I do about 10 miles away, I may stop by to look at it better as I've only glanced at it in the past but never really stopped to inspect. I more so wanted to see peoples real experience with it is all. But the weight factor of it alone if shying me away. But 3 in your area, lucky! I occasionally find a few good things here and there when I go in. I'm actually pretty impressed with their cheaply prices clamps for what they are.


----------



## FrankC (Aug 24, 2012)

John Smith_inFL said:


> JC - do you have a Harbor Freight near you that you can go by
> and check it out in person ?
> I have 3 in my area and they have a display set up on both the
> metal and wood work tables.
> ...


Good suggestion, everybody's expectations and ability to modify this will be different, some can make a silk purse from a sows ear others will be critical despite the low price.


----------



## justdraftn (Feb 20, 2019)

I got one of those for a quick work bench in the basement.
I have tweaked it and I love it. 
I added some new legs to raise it up to my working level. 

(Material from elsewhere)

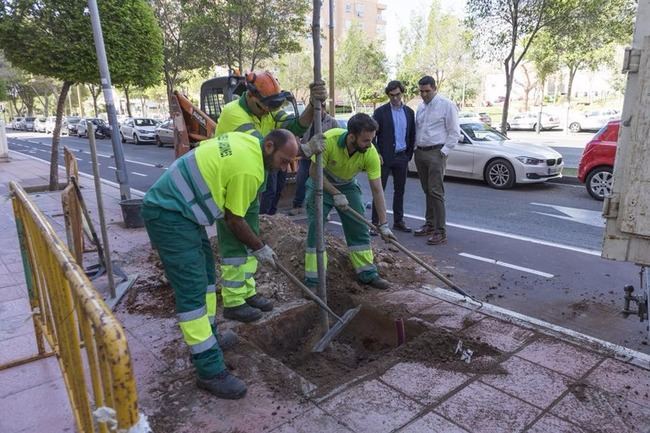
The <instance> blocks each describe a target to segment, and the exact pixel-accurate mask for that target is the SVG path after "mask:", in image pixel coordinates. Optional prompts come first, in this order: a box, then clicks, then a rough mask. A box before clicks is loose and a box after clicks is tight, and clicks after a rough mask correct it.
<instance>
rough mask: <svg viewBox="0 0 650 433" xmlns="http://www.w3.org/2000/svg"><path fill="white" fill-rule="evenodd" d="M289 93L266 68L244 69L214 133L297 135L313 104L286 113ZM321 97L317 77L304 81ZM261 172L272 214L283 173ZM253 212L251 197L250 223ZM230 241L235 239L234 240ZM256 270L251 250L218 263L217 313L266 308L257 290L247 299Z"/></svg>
mask: <svg viewBox="0 0 650 433" xmlns="http://www.w3.org/2000/svg"><path fill="white" fill-rule="evenodd" d="M290 96H291V93H290V92H287V91H283V90H282V88H281V87H280V84H279V83H278V81H277V80H276V79H275V77H273V75H272V74H271V73H270V72H268V71H263V72H250V73H248V74H246V91H245V92H244V93H243V94H242V96H241V97H240V98H239V99H236V100H234V101H231V102H229V103H228V104H226V105H225V106H224V107H223V110H222V112H221V114H220V115H219V123H218V124H217V130H216V135H220V134H223V133H226V132H234V131H237V132H244V133H246V134H251V135H253V136H255V137H258V138H260V139H261V138H262V137H264V136H265V135H266V134H268V133H269V132H271V131H272V130H274V129H276V128H284V129H288V130H289V131H291V132H293V133H294V134H295V135H296V136H298V137H299V136H301V135H303V134H304V133H305V131H307V128H309V126H310V125H311V123H312V119H313V117H314V107H313V104H312V103H311V102H310V103H309V104H308V105H307V107H306V108H305V111H304V112H303V113H302V115H301V116H300V117H299V118H298V117H295V116H290V115H289V114H287V113H286V112H285V111H284V110H282V108H281V107H282V106H283V105H284V104H285V102H286V101H287V98H289V97H290ZM325 99H327V90H326V89H325V84H324V83H323V82H319V83H312V84H311V85H310V101H321V100H325ZM318 103H320V102H318ZM322 143H323V140H322V136H320V137H319V138H318V139H317V140H313V141H311V143H310V145H303V146H301V150H302V154H303V155H305V156H307V157H311V156H312V155H314V154H315V153H318V152H320V151H321V150H322V148H320V149H318V148H312V147H310V146H311V145H321V146H322ZM267 176H268V179H267V181H266V184H265V187H264V188H263V189H262V191H260V192H261V193H263V194H262V204H263V207H264V208H265V213H274V210H273V209H274V208H275V206H276V205H277V201H278V199H279V196H280V192H281V188H282V185H284V176H285V175H284V173H283V172H280V171H277V170H276V171H270V172H269V173H267ZM259 213H260V203H259V200H256V202H255V203H254V204H252V205H251V212H250V213H249V214H248V215H247V217H246V220H247V221H248V222H249V224H251V226H252V227H257V226H258V225H259ZM220 237H221V236H220ZM233 242H235V243H236V241H233ZM241 266H243V267H244V268H245V273H246V279H245V280H244V286H240V285H241V281H240V280H237V279H236V280H233V279H232V278H231V276H232V275H238V274H237V273H236V272H234V268H235V267H241ZM256 271H257V261H256V259H255V257H254V256H252V255H249V256H248V257H247V258H246V262H245V263H243V264H241V263H240V262H239V261H234V262H226V261H224V262H223V263H222V265H221V278H222V283H221V284H222V293H227V294H228V295H227V296H225V295H224V296H223V305H224V310H223V315H224V317H225V318H227V319H232V320H238V321H240V322H252V321H254V320H257V319H259V318H260V317H261V316H262V313H261V311H271V310H272V309H273V304H272V302H271V301H270V300H269V299H267V298H265V297H263V296H262V295H257V296H255V297H254V298H253V299H254V301H253V302H251V301H250V299H251V298H250V297H251V296H253V295H255V294H256V289H255V279H254V275H255V272H256ZM230 289H235V290H230ZM244 297H247V298H248V299H249V301H247V302H244Z"/></svg>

I pulled the crappy vise and installed my Record vise.









I lagged it to the wall and made it rock solid. 








My shop has just evolved around it.
















It is a great bench.


----------



## Craig Mowrey (Apr 8, 2020)

JC2323, given your space limitations, have you considered the basic workbench from 2x4basics.com? they show lots of pictures of different versions, from a small 2x4 foot up to a 4x8 foot top. I built mine at 2.5 feet by 7 feet. I used half inch plywood for the bottom shelf, I left out the middle shelf (at first), and I use 3/16" ply for the top. Then I used engineered wood flooring we have left over from redoing our floor, and covered the top. Eventually I wanted the middle shelf, so I used my wife's old desktop. It was 2.5 by 5 feet, so I added short legs at the "middle" and wound up with a 2 foot wide gap at one end - perfect for storing my miter saw. I bolted my vise to one end, and my grinder to the other end. I bolted a 4 foot power strip to the back edge of the top, a couple of Harbor Freight magnetic strips to the side to hold handy tools.
Sometime soon I plan to add the "hutch" type shelving above it. I will have to relocate the power strip then, and I plan to mount a small shop vac on the to shelf to help me keep the whole thing cleaner. YMMV.


----------



## Elden Cozort (Oct 30, 2018)

If you are still looking, I made a workbench from an UltraHD bench I got from Sam's club (appx 200.00). It is very solid 25 by 72, hardwood top with adjustable steel legs. It also comes in shorter versions.

I added a vise (pony) and casters (solejazz) and I am drilling 3/4 inch dog holes as needed.

It seems to be working well for me.

My only complaint is that the top is not perfectly flat; however, the bottom is. At some time in the future I'll either work on flatting the top or perhaps flip the top over.


----------



## MEP1 (Aug 14, 2015)

I haven't bought or used one for any task, but I looked at it in the store. My girlfriend loves the look and layout and wants one for a craft table, but I agree with the others here that it's too light and wobbly. The leg braces are held with knock-down fasteners - IMO by the time you'd modify it to stiffen it up, you might as well build one.


----------